Ask The Experts: Diagnostic Vs. Screening Mammograms
Chadwick M. Mills, MD, is an independent radiologist who chooses to practice at Franciscan Health hospitals in Crown Point and Michigan City. He answers your questions and shares expert insight on the differences between diagnostic and screening mammograms.
Q: What is the difference between a diagnostic mammogram and a screening mammogram?
A: This is a very common question that I get. The difference between the two has to do with the reason the mammogram has been ordered.
Screening mammograms are done starting at age 40 and annually thereafter. Screening mammograms are done routinely to find any breast changes in women without signs of breast cancer to find a tumor before it can be felt. The woman has had a physical exam by her clinician, there's been nothing found on the physical exam, and the woman has no complaints over any part of her breasts. This mammogram is just a routine screening. The woman comes to the hospital, gets a mammogram and then leaves relatively quickly.

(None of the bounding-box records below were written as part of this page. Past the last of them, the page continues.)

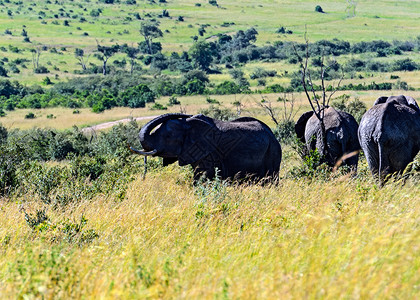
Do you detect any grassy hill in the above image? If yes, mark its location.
[0,0,420,88]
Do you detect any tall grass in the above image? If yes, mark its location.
[0,165,420,299]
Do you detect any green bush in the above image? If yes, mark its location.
[331,94,367,123]
[25,112,36,119]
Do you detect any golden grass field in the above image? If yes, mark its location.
[0,159,420,299]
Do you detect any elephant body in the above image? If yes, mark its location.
[295,107,360,171]
[139,114,282,180]
[359,95,420,180]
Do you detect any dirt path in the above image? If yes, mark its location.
[82,116,158,133]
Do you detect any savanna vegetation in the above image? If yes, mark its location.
[0,0,420,299]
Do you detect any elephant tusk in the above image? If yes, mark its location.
[130,146,157,156]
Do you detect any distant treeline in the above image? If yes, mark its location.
[0,28,420,115]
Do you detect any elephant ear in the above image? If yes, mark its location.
[373,96,388,105]
[295,111,314,143]
[178,117,220,166]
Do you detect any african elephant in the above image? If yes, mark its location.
[359,95,420,181]
[295,107,360,171]
[131,114,282,180]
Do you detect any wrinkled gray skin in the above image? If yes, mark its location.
[359,95,420,181]
[295,107,360,171]
[139,114,282,180]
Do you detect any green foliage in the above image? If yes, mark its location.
[331,94,367,123]
[25,112,36,119]
[206,97,220,105]
[168,95,181,106]
[211,81,251,95]
[287,149,331,181]
[189,41,213,71]
[150,103,168,110]
[119,84,156,108]
[273,120,296,144]
[22,209,99,246]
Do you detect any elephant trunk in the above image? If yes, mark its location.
[139,114,191,154]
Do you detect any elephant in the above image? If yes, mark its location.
[358,95,420,183]
[131,113,282,181]
[295,106,360,171]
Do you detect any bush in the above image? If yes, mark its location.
[25,112,36,119]
[0,66,7,77]
[168,95,181,106]
[273,120,295,144]
[150,103,168,110]
[34,66,50,74]
[331,94,367,123]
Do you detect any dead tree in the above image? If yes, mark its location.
[293,32,344,157]
[30,47,41,70]
[256,96,279,126]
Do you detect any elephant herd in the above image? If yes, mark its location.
[132,95,420,181]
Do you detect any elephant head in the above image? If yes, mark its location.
[138,114,223,166]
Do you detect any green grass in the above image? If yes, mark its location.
[0,90,420,130]
[0,158,420,299]
[0,0,420,88]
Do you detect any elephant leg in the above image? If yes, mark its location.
[361,139,380,176]
[378,143,394,183]
[390,142,415,172]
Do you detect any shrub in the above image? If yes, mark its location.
[273,120,295,144]
[25,112,36,119]
[150,103,168,110]
[34,66,50,74]
[168,95,181,106]
[331,94,367,123]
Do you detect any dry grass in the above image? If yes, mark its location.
[0,163,420,299]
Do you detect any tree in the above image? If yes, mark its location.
[189,41,213,71]
[140,21,163,54]
[293,31,344,157]
[95,42,120,75]
[121,44,140,74]
[74,48,90,71]
[30,47,41,70]
[0,66,7,77]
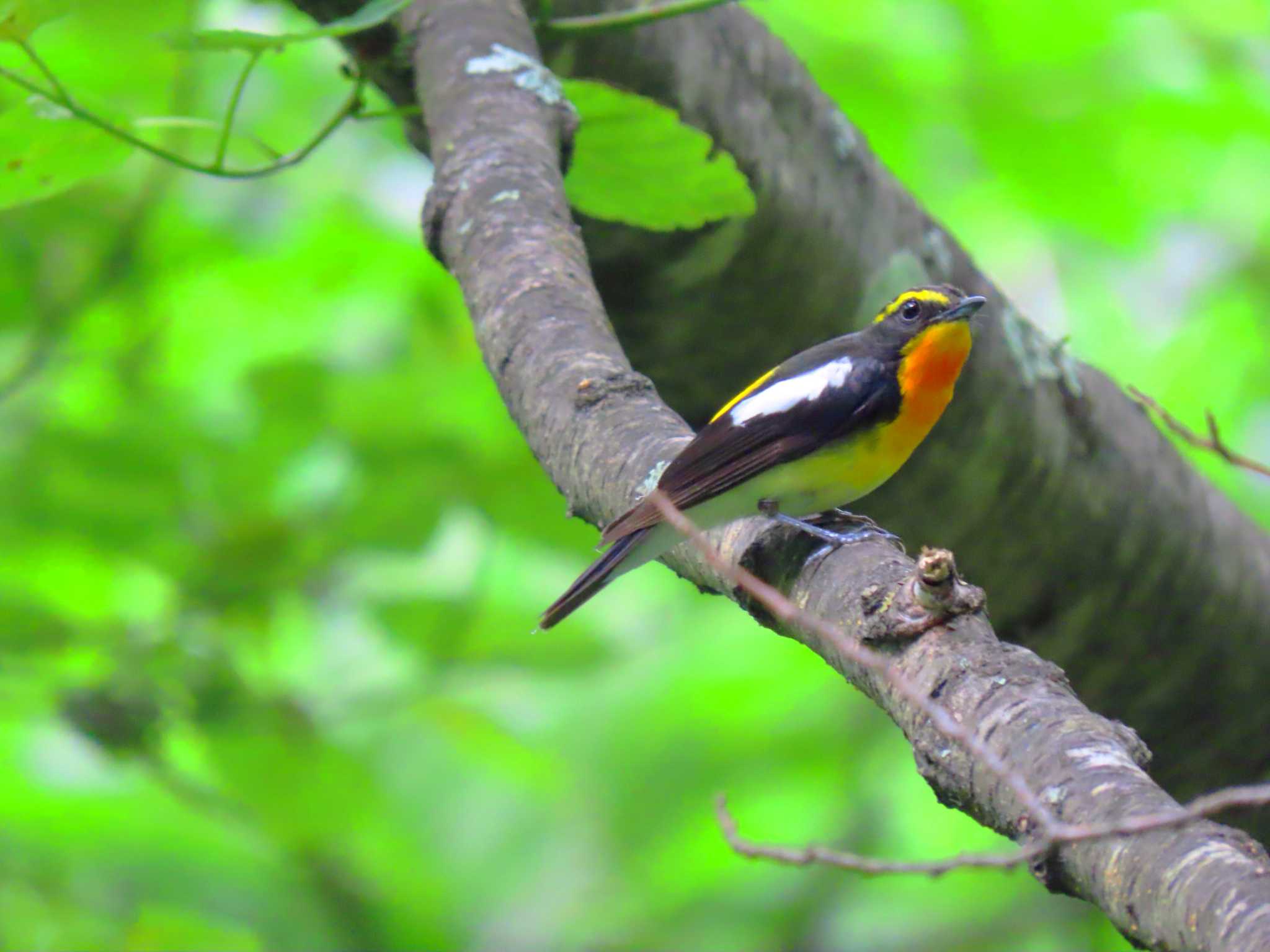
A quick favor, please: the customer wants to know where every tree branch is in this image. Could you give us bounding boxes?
[533,0,1270,834]
[1129,387,1270,476]
[283,0,1270,832]
[391,0,1270,950]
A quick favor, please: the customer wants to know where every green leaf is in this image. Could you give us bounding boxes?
[169,0,411,52]
[0,97,132,208]
[564,80,755,231]
[0,0,70,43]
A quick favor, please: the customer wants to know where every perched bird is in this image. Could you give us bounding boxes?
[540,284,984,628]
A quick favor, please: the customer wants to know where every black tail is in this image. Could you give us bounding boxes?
[538,529,647,628]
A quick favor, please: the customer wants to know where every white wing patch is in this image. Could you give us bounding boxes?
[729,356,851,424]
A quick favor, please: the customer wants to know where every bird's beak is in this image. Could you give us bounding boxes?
[938,294,987,324]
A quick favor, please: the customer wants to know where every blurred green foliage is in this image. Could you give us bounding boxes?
[0,0,1270,952]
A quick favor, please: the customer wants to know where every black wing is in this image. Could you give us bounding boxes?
[601,345,900,542]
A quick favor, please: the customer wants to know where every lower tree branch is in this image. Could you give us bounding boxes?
[283,0,1270,835]
[546,0,1270,837]
[404,0,1270,950]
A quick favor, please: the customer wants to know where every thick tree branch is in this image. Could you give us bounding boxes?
[383,0,1270,950]
[285,0,1270,831]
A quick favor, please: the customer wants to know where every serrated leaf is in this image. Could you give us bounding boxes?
[0,97,132,208]
[564,80,755,231]
[0,0,70,43]
[169,0,411,53]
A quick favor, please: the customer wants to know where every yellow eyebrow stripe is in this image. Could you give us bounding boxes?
[710,367,776,423]
[874,289,952,324]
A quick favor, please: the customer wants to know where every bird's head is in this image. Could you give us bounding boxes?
[868,284,984,392]
[874,284,984,344]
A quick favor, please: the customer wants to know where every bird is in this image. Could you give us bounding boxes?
[538,284,985,630]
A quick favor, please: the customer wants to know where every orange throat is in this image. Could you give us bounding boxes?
[897,321,970,441]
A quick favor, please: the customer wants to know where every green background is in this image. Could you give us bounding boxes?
[0,0,1270,952]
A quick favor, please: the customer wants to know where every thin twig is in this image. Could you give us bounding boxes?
[715,793,1052,876]
[17,39,71,105]
[647,490,1063,839]
[1129,387,1270,476]
[715,783,1270,876]
[0,68,366,179]
[538,0,734,35]
[212,50,262,171]
[649,490,1270,876]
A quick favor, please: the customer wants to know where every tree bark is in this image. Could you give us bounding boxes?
[296,0,1270,838]
[533,0,1270,834]
[265,0,1270,950]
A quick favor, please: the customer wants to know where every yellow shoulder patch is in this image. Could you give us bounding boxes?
[710,367,776,423]
[874,288,952,324]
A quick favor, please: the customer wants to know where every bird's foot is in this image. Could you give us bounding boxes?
[758,499,905,552]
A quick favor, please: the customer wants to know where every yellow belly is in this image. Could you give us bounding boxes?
[755,387,952,514]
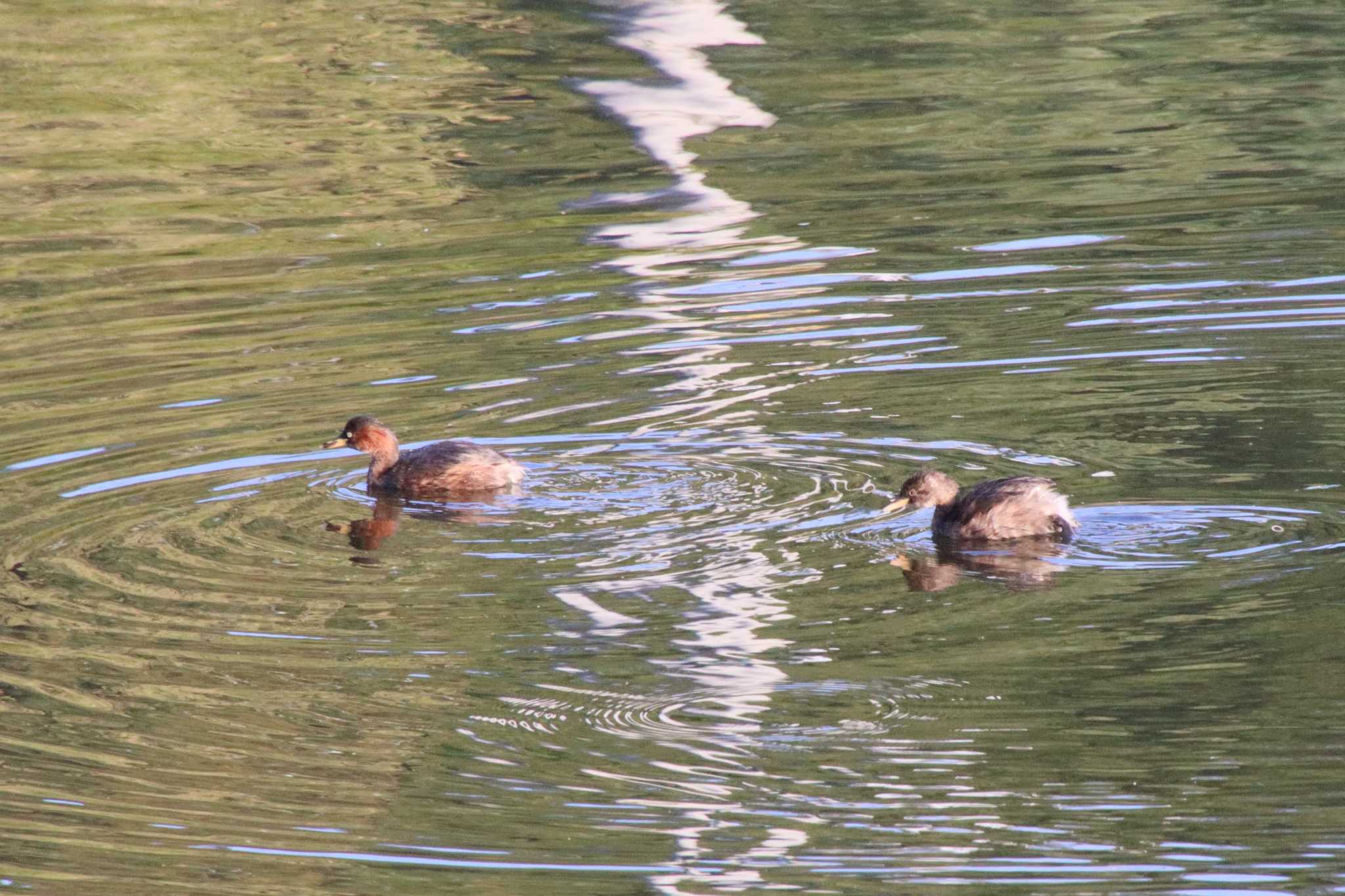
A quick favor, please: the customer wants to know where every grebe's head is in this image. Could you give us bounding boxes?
[323,414,397,454]
[882,470,958,513]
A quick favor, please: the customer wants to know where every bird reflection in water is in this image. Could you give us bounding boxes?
[892,539,1065,591]
[327,494,502,566]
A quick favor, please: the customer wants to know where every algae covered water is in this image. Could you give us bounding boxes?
[0,0,1345,893]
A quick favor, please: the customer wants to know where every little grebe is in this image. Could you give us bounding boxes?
[323,415,527,497]
[882,470,1078,542]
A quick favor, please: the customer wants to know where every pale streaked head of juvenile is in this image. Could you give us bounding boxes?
[323,414,397,454]
[882,470,958,513]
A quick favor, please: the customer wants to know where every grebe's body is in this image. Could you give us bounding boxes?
[884,470,1078,542]
[323,416,527,497]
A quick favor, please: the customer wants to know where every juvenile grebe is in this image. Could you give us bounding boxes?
[323,415,527,497]
[882,470,1078,542]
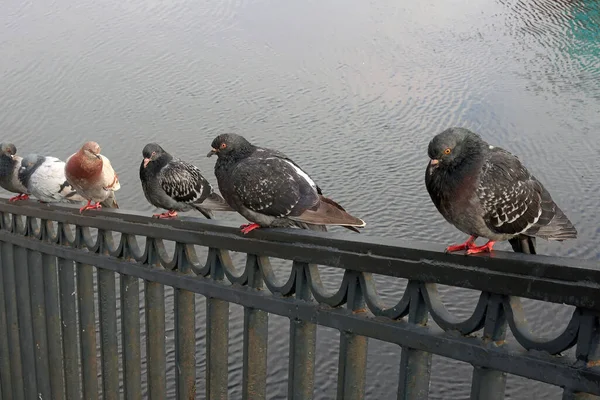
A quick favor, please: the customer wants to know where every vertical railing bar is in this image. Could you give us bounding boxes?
[144,237,167,400]
[144,278,167,400]
[58,256,81,399]
[206,249,229,400]
[28,251,52,399]
[398,281,431,400]
[2,243,25,400]
[288,263,317,400]
[97,268,119,400]
[76,263,98,399]
[471,294,507,400]
[42,254,65,399]
[337,271,368,400]
[242,255,269,400]
[13,246,38,399]
[0,239,13,399]
[174,244,196,400]
[121,275,142,400]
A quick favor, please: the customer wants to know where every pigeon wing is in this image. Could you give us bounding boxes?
[477,148,551,235]
[158,161,212,204]
[232,156,319,218]
[99,154,121,192]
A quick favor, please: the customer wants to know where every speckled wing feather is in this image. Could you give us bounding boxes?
[99,154,121,192]
[477,148,575,240]
[232,156,319,218]
[158,161,212,203]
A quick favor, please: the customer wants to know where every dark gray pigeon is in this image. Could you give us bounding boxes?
[0,143,29,201]
[207,133,365,234]
[425,128,577,254]
[140,143,233,219]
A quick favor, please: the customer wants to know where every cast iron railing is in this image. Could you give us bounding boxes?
[0,199,600,400]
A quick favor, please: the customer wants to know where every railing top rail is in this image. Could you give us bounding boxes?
[0,197,600,310]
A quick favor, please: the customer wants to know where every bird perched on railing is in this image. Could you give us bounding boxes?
[425,128,577,254]
[0,143,29,201]
[65,142,121,212]
[207,133,365,234]
[140,143,233,219]
[19,154,85,203]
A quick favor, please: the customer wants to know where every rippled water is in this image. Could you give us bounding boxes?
[0,0,600,400]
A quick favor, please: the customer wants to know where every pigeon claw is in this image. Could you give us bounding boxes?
[8,193,29,202]
[446,236,477,253]
[240,223,260,235]
[79,200,102,214]
[465,240,496,254]
[152,210,177,219]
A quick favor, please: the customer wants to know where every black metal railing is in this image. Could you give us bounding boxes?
[0,199,600,400]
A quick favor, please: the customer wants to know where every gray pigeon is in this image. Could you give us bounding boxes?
[0,143,29,201]
[140,143,233,219]
[207,133,365,234]
[19,154,85,203]
[425,128,577,254]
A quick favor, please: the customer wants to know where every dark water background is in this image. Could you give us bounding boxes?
[0,0,600,400]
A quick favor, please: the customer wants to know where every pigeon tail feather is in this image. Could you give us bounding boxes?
[194,192,233,211]
[100,192,119,208]
[191,192,233,219]
[534,206,577,241]
[192,203,213,219]
[508,235,537,254]
[288,196,366,228]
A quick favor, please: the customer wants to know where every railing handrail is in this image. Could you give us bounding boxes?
[0,197,600,310]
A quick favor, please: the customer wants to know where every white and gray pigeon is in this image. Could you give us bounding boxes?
[140,143,233,219]
[19,154,85,203]
[207,133,365,234]
[425,128,577,254]
[0,143,29,201]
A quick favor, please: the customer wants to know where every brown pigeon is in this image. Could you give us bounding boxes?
[65,142,121,212]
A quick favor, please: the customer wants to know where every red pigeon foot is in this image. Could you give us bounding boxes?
[446,236,477,253]
[8,193,29,201]
[152,210,177,219]
[465,240,496,254]
[79,200,102,213]
[240,224,260,235]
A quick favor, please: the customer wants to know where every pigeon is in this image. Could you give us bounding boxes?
[425,128,577,254]
[65,142,121,212]
[207,133,365,234]
[140,143,233,219]
[19,154,85,203]
[0,143,29,201]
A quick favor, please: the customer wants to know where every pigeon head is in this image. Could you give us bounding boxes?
[21,154,39,171]
[142,143,166,168]
[80,142,100,160]
[427,128,485,168]
[206,133,254,157]
[0,143,17,158]
[18,154,44,186]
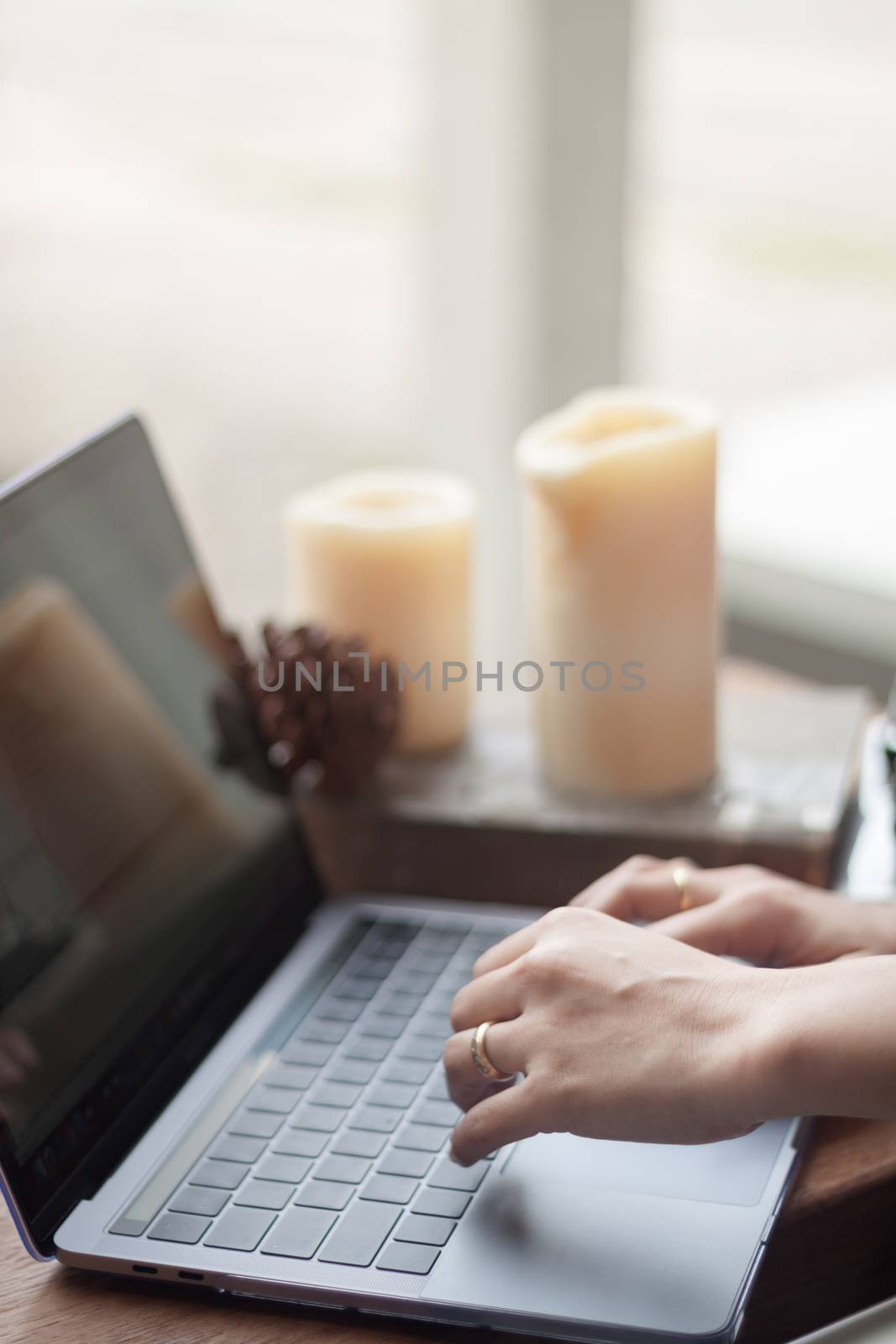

A diagnostic mammogram is a little different. Most commonly there is something on the physical exam that the clinician has either felt, or it's an area of concern, or the woman has said that she has felt something in the breast that's a concern to her. These may include a lump, pain, nipple thickening or discharge, or a change in breast size or shape. In some cases, both the clinician and the patient have felt an abnormality in the breast. A diagnostic mammogram will be ordered, and a breast imager on site will actually look at the study. They will orchestrate it and then they will answer a question before the woman leaves.
It is a myth that the diagnostic mammograms are better than the screening mammograms. It's just a difference in how the mammogram was ordered and why it's been ordered.
One very important thing to note if you're having your annual mammograms - and you should starting at age 40 - you should always make sure that if you didn’t have prior studies at that facility to get those images sent to that location where you're going to have your mammograms. You can do this in one of two ways. One is you can actually go to that center, and they will give you a disc with your studies on it. If you had your previous mammograms done out-of-state or it’s too far or less of a convenience, you can sign a medical release form. The imaging center can have the films brought over to the location where you're going to have the mammogram. They will be ready at the time that you have your mammogram.